Top Student Leaders Quietly Huddle to Form Alcohol Coalition


It was a few minutes after 9 p.m. on a recent Thursday night at Rose Hill. Some students were strapping on heels in the direction of an off-campus bar. Others were in the library, studying for some remaining midterm exams. But a select few quietly crammed around a small wooden conference table in the Office of Substance Abuse Prevention and Student Support, tucked in the basement of Alumni Court South.

Eleven of Fordham’s most prominent student leaders — presidents and vice presidents from Rose Hill’s United Student Government, Peer Educators, Residence Halls Association, Emergency Medical Service (FUEMS), Commuting Students Association and Campus Activities Board — were forming a coalition.

“Book Smart, Street Smart, Party Smart: A Coalition for Change” is aimed at reducing the amount of binge, “problem drinking” and displays of “risky behavior” in the nearby off-campus community, as well as boosting bystander support, according to material that was distributed during the group’s first meeting.

The exclusive meeting came nearly two weeks after Chris Rodgers, dean of students at Rose Hill, called for students to step up and address the strikingly large number of alcohol intoxication calls that were recorded in September.

“We need you, from the positions you’ve been elected to, to help us with this problem,” he said to the student leaders present at last month’s Student Life Council meeting. “It is a serious problem.”

Thirty-four students were transported to local hospitals in September for intoxication treatment, according to data from the Office of Substance Abuse Prevention and Student Support.

Another 17 students were evaluated by FUEMS for treatment, but were not transported to a hospital. Roughly 15 security alert emails were sent to students from Aug. 21 to the end of September. Of those, 11 were robberies and seven were specifically iPhone robberies.

“Fordham’s in a bit of a mess right now, especially Student Life,” David Schwartz, GSB ’14 and president of Peer Educators, said of last month’s statistics.

He sat at the head of the table and did most of the talking during the coalition’s meeting. Schwartz said given the numbers, he emphasized the need for clubs to gather together in collaboration.

“No one organization can really tackle the challenges that we face as club leaders this year alone,” Schwartz said. “So, I really wanted to bring everyone together and not just bounce ideas off of each other but also come up with something that’s really going to be substantial.”

The coalition’s written materials indicate that September’s statistics represent an “unsettling large number” of students transported to Bronx hospitals, an increase of “risky behavior” off campus (defined by students walking alone, walking with their phones out and being unfamiliar with the area) and “students not taking preventative measures to avoid intoxication.”

Rodgers says he is pleased to hear of the coalition’s formation.

“The plans I have seen are collaborative community-based responses, and I think they are going to help a lot of students over the next couple of weeks,” he said this week via email. “Our leaders seem to get it: we have to change the culture one student at a time and we have a duty to look out for one another.”
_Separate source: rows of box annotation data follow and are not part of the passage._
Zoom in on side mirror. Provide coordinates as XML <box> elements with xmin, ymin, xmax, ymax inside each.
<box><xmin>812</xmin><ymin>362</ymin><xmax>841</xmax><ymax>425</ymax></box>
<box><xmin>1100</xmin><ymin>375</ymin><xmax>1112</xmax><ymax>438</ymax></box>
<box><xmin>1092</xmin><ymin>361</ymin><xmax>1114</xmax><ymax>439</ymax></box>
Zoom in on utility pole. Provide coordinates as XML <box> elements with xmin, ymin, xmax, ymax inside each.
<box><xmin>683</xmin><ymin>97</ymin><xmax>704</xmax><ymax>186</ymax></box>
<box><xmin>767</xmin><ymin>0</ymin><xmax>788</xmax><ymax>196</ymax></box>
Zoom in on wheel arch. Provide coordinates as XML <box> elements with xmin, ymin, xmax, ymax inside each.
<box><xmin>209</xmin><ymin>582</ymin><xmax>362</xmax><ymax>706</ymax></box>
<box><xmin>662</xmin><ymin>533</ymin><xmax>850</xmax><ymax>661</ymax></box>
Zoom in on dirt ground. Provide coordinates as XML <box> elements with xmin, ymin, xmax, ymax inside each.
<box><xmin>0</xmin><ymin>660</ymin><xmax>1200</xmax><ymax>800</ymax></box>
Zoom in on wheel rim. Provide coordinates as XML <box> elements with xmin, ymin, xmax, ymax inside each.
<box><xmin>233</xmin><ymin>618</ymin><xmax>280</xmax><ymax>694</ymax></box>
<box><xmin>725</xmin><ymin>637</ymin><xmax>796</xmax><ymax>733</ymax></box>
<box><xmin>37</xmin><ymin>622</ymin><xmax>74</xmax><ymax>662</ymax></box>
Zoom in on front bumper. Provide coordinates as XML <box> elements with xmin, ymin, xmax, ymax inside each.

The group will remain solely student-run, but leaders recognize that they will work in close collaboration with a number of administrators and departments, including the Office of Student Leadership and Community Development and the Office of the Dean of Students.
The coalition’s mission is to educate students about statistics related to alcohol misuse off campus, the geography of the neighboring Belmont Community and safe partying tips through a collection of events, initiatives and marketing campaigns, the group’s materials indicate.

“We’re the leaders of six of the largest organizations on campus,” Schwartz said. “We’re well respected by the administration. And because we’re at a Jesuit university, I would say that we have the responsibility — but the reality is we have the opportunity — to really make a difference and increase what we consider the quality of life for our peers.”

In the same breath, he added: “We need to be active agents for change.”
The coalition will sponsor their first two events at the end of the month.

“Greeters at the Gates,” which will be held on Halloween night, will consist of student leaders providing snacks and water for students who are going off campus — presumably to drink or attend parties.

The second event, tentatively titled “Beer Goggle Mini-Golf,” is meant to show students how difficult it can be to perform simple tasks as a result of becoming intoxicated.

Students will attempt to play mini-golf while wearing goggles that are meant to disorient and simulate intoxication. The event will be taking place on Nov. 1 from 3 to 7 p.m. on the McGinley Lawn.

“Mini-golf is something that so many people enjoy and that requires simple hand-eye coordination and sharp motor skills to be successful at,” Schwartz said. “Our goal is to fuse the fun and innocence of mini-golf with one of the harsh realities of excessive drinking.”